I spent last weekend at a campground outside of Racine, Missouri for the semi-annual writers’ retreat that I love to attend. The picturesque, bucolic setting always feeds my writing mojo, and this time was no different. Peace and tranquility is enhanced by a spring-fed pond, rolling hills, and beautiful trees.
I accomplished a great deal of writing, including revising a short story for a competition. It’s a story I wrote last year for an Ozarks Creative Writers Conference contest. While I loved my original story, and it placed first in its category, I relished the opportunity to revise it for this new contest.
You may be wondering why I wanted to change my story at all. The difference is in the word requirements. I was allowed 2000 words for the first contest. The second contest allows me up to 7500 words, which gives me a great deal more room to expand the story and add more description.
I can write short and concise, but I’m much better with longer prose. The larger word count allows me to develop my characters more. I like to take my time and thoroughly describe the setting. When I saw the guidelines for the new contest, I nearly jumped for joy.
The retreat isn’t just a quiet place to write for four days. It’s an event that offers much needed comradery with other writers. Visiting with like-minded people is a balm to my often misunderstood soul. I feel soothed and accepted during the retreat. Consequently, I feel better about myself, and my creativity blooms like a spring rose. I get a lot of writing done, and it’s usually some of my best work.
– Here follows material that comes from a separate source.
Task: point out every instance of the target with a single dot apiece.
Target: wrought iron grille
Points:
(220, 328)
The only schedule I have to keep is mealtime. I go to bed when I want, get up when I want, and do what I want. If I feel like walking down to the pond and staring into the water, I can do that. If I feel like scrolling through Facebook for hours on end, I can do that, too. This time of year is precious to me and quite liberating. After four days of writerly pursuits, I am refreshed and ready to deal with the real world again.
It’s important to take a little time for myself. It’s like rebooting a computer – everything works better afterward.